> A question -- could you give us a quick overview of the differences between HURD and
> the Linux kernel? I'm curious about what new things HURD offers.
This deserves a longer answer and I will post one when I have a bigger block
of time, but a few observations:
The hardware support is still much worse than linux. There isn't incentive to
do too much there for the Hurd team yet (chicken and egg... need a dist before
anyone really cares, need drivers to make a dist interesting enough to care
about). It supports a modest list of ethernet cards and scsi controllers,
and with X can support whatever video cards X can, but it as of now has no
sound driver at all.
Things are funky because it is a microkernel. For instance, there is a login server, which runs under the 'login' id.

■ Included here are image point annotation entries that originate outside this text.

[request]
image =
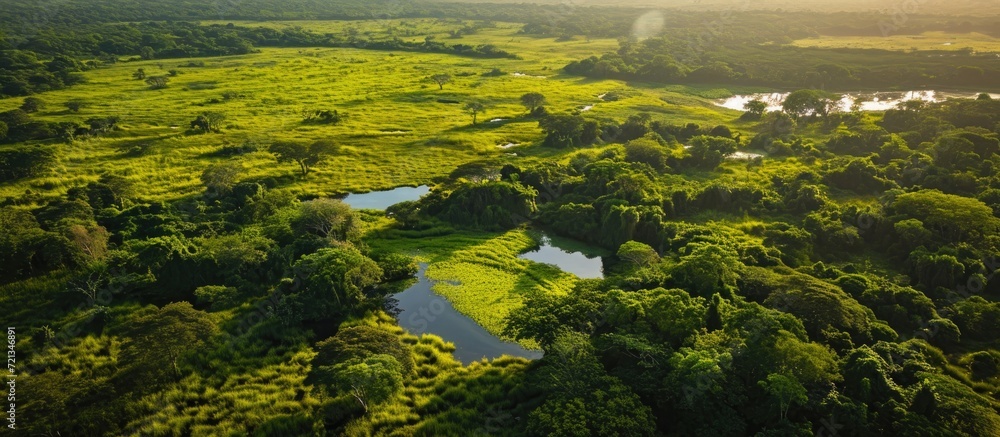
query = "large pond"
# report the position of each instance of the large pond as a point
(870, 101)
(385, 199)
(569, 255)
(420, 310)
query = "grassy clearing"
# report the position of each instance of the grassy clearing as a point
(479, 273)
(442, 397)
(397, 132)
(974, 41)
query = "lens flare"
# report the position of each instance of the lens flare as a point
(649, 24)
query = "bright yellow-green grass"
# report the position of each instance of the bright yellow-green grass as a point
(926, 41)
(396, 132)
(439, 380)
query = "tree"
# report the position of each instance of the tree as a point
(372, 380)
(563, 130)
(326, 284)
(208, 122)
(32, 104)
(220, 178)
(441, 79)
(474, 108)
(785, 390)
(157, 82)
(708, 152)
(533, 101)
(950, 216)
(778, 124)
(75, 105)
(809, 102)
(157, 340)
(306, 155)
(92, 241)
(647, 151)
(327, 218)
(708, 268)
(638, 254)
(755, 108)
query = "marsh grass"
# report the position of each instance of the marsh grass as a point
(396, 131)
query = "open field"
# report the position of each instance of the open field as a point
(927, 41)
(397, 131)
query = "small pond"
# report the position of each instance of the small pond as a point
(870, 101)
(385, 199)
(420, 310)
(569, 255)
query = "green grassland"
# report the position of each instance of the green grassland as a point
(927, 41)
(480, 273)
(396, 131)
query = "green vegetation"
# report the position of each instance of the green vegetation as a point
(176, 258)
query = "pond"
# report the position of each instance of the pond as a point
(569, 255)
(385, 199)
(420, 310)
(870, 101)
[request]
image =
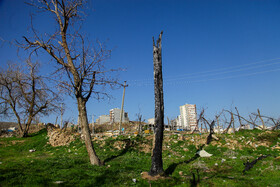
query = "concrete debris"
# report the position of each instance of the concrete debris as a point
(58, 182)
(203, 153)
(59, 137)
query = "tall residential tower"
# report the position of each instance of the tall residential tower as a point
(188, 116)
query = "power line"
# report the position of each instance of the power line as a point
(211, 72)
(175, 79)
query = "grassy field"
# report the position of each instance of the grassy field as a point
(127, 157)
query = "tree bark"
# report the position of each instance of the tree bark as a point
(157, 165)
(94, 160)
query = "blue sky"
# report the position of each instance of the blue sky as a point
(216, 54)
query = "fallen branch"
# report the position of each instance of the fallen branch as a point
(249, 165)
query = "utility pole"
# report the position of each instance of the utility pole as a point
(124, 86)
(61, 113)
(92, 123)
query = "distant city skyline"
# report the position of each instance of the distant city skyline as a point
(216, 54)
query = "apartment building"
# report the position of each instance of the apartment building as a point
(188, 117)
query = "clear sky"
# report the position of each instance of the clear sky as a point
(216, 54)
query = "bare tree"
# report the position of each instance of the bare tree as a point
(26, 94)
(140, 121)
(157, 165)
(81, 61)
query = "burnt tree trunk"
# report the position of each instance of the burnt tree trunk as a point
(94, 160)
(157, 166)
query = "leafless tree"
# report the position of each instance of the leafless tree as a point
(140, 121)
(80, 61)
(231, 123)
(26, 94)
(199, 119)
(157, 163)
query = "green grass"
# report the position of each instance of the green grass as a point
(70, 164)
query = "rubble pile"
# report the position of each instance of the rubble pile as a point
(60, 137)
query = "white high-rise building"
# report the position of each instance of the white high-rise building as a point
(115, 116)
(188, 116)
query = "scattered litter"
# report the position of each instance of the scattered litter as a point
(58, 182)
(203, 153)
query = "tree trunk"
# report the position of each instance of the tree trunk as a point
(157, 166)
(26, 129)
(94, 160)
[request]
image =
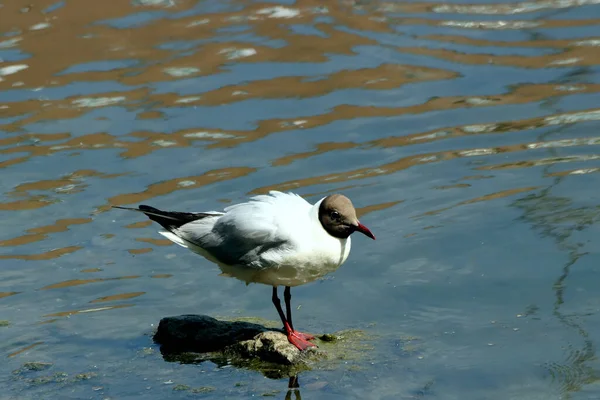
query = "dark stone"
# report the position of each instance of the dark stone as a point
(202, 334)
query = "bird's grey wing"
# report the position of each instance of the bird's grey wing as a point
(241, 236)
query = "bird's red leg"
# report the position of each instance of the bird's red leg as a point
(300, 340)
(287, 296)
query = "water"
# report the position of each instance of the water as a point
(467, 133)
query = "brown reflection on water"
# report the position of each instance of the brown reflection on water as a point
(117, 297)
(487, 197)
(87, 310)
(79, 282)
(172, 185)
(41, 233)
(48, 255)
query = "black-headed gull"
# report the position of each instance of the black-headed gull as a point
(278, 239)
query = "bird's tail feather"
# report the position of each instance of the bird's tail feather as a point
(167, 219)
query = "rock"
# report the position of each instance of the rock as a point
(202, 334)
(268, 346)
(196, 338)
(199, 338)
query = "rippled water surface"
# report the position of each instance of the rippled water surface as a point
(466, 132)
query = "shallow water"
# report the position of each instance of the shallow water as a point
(466, 132)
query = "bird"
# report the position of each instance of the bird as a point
(275, 239)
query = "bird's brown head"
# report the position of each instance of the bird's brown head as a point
(338, 217)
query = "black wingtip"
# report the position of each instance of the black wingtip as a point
(125, 208)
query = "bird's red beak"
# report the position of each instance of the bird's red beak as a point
(365, 231)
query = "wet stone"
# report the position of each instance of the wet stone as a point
(255, 344)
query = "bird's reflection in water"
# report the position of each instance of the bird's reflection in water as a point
(293, 387)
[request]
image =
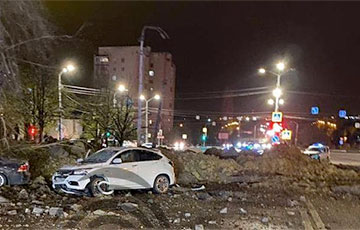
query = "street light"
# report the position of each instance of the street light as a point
(271, 101)
(121, 89)
(262, 70)
(280, 66)
(143, 98)
(277, 92)
(68, 68)
(163, 35)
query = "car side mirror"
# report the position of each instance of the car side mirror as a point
(117, 161)
(80, 160)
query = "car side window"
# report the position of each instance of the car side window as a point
(130, 156)
(149, 156)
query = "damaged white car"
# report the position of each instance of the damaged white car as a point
(119, 168)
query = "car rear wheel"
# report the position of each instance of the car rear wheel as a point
(99, 187)
(3, 180)
(161, 184)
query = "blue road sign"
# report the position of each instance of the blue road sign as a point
(275, 139)
(314, 110)
(342, 113)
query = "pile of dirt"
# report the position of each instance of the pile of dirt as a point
(290, 162)
(191, 167)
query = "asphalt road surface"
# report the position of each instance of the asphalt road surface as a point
(345, 158)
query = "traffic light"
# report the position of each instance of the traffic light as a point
(32, 131)
(203, 137)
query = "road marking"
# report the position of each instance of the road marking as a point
(315, 216)
(306, 220)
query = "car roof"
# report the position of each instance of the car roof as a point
(136, 148)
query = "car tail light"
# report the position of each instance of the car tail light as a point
(23, 168)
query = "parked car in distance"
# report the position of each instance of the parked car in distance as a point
(13, 172)
(116, 168)
(318, 151)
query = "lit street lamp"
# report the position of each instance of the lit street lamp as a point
(271, 101)
(142, 98)
(281, 101)
(163, 35)
(120, 89)
(277, 92)
(68, 68)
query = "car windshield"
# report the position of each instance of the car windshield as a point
(100, 156)
(316, 149)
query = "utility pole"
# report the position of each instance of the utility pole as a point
(163, 35)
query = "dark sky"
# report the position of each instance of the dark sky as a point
(220, 45)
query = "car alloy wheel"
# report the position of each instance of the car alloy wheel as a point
(161, 184)
(2, 180)
(94, 186)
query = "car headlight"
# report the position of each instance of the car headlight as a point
(81, 172)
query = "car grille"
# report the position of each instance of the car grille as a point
(64, 173)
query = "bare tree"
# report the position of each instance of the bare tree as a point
(27, 73)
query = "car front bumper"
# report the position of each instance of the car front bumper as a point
(19, 178)
(72, 184)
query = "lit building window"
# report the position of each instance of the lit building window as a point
(104, 59)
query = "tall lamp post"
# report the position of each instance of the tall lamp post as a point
(68, 68)
(142, 98)
(163, 35)
(120, 89)
(277, 92)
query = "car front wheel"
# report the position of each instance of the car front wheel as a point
(93, 186)
(2, 180)
(161, 184)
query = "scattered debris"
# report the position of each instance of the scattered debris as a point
(223, 211)
(3, 200)
(128, 207)
(177, 221)
(199, 227)
(202, 187)
(243, 211)
(23, 194)
(291, 213)
(56, 211)
(38, 211)
(265, 220)
(99, 212)
(76, 207)
(12, 213)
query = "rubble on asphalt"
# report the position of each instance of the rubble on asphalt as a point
(289, 162)
(207, 196)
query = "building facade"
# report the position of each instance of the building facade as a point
(120, 65)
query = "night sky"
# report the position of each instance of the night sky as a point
(219, 46)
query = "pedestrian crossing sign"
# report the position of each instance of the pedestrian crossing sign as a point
(276, 117)
(286, 135)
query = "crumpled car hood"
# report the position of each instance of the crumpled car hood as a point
(81, 166)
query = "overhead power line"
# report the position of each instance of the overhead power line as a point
(225, 96)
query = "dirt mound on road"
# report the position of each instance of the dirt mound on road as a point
(290, 162)
(191, 167)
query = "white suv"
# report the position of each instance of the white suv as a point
(112, 169)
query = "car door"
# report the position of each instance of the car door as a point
(123, 175)
(149, 167)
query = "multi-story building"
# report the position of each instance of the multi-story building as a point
(120, 65)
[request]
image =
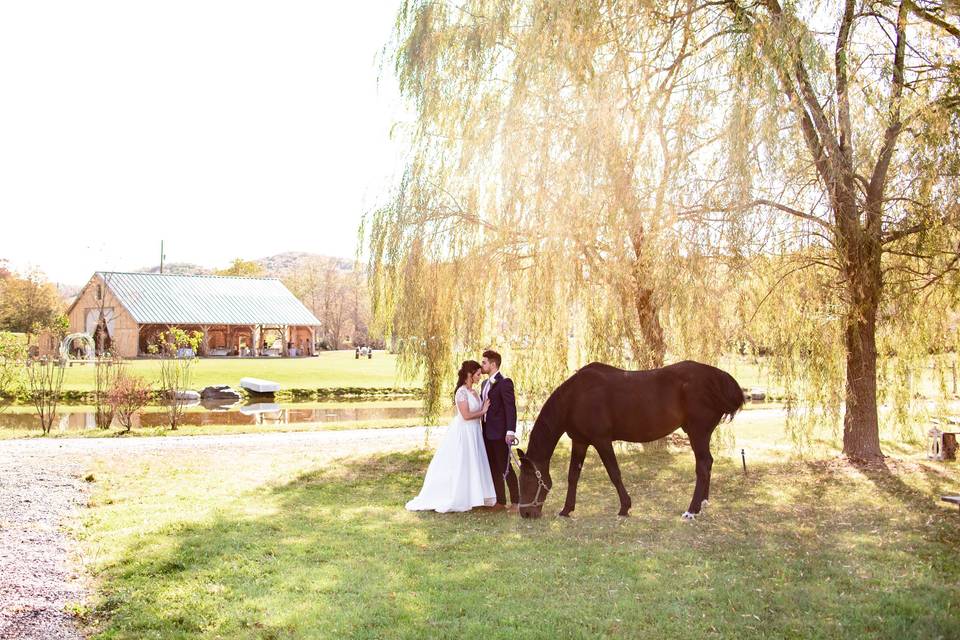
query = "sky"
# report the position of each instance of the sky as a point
(226, 129)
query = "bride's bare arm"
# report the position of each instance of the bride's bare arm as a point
(463, 406)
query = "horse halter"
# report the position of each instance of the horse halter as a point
(541, 485)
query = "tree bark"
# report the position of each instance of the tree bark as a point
(650, 328)
(861, 428)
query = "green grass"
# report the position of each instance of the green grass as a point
(333, 369)
(296, 546)
(194, 422)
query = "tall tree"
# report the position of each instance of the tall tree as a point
(845, 116)
(548, 143)
(574, 161)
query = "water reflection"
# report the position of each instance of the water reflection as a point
(214, 413)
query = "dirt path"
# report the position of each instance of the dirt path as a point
(42, 487)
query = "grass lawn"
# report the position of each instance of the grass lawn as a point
(330, 369)
(197, 421)
(292, 546)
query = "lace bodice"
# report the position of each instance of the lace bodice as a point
(473, 402)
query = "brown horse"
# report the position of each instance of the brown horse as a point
(599, 404)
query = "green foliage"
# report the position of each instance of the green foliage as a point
(13, 352)
(128, 395)
(173, 347)
(45, 381)
(28, 303)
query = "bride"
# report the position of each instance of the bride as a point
(458, 477)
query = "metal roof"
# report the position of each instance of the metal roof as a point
(155, 298)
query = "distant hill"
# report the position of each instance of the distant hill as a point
(276, 266)
(289, 262)
(179, 268)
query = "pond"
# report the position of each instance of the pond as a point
(214, 413)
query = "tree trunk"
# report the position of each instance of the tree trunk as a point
(861, 428)
(650, 328)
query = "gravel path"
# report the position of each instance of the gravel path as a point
(42, 487)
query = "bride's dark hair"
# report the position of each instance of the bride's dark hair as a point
(468, 368)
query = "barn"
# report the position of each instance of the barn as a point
(236, 316)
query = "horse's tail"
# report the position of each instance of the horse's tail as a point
(725, 393)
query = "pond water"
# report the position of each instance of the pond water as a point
(252, 413)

You login at a prompt like
login> login myusername
This is different than the unix 'getty' stuff.
A great deal of commands you normally run (mount, ifconfig, etc...) are obviated by a new command, "settrans". This is because ext2fs, cd9660, pf_inet, etc, i
are translator daemons, not just devices in the unix sense. This "herd of
daemons" is what really makes this different from Linux. The kernel is
very minimal. These daemons do sort of what modules do under linux, though
the analogy isn't really appropriate. One of the side effects of this
is that the daemons are proper programs. You can run them with --help
apart from settrans, and they will list their own options. How often I
wish I could do that with a module.
Another good thing about this is people can develop kernel version independent
modules; making the distribution of drivers a lot simpler. Ironically, this
will probably encourage the distribution of binary drivers if Hurd does
catch on.
There are some things that don't work as of now. Irritatingly, one of them is
df. Booting from CD is also a problem. Both of these apparently stem from
the way inodes are currently handled. These aren't insurmountable, but it
doesn't look like a lot of process has been made. It is currently x86 only
as far as I know. The limited hardware support is reminiscent of the
oldest versions of Linux.
BTW, I am not a Hurd developer; just a guy that installed it for kicks, so if
my information is not factual, please keep me honest. I am enthusiastic about
this because the most recent debian builds are better than I think a lot of
people realize, and there is a lot of opportunity to shape the way it evolves,
and the Portage system sounds like the right way, the GNU way, to do it.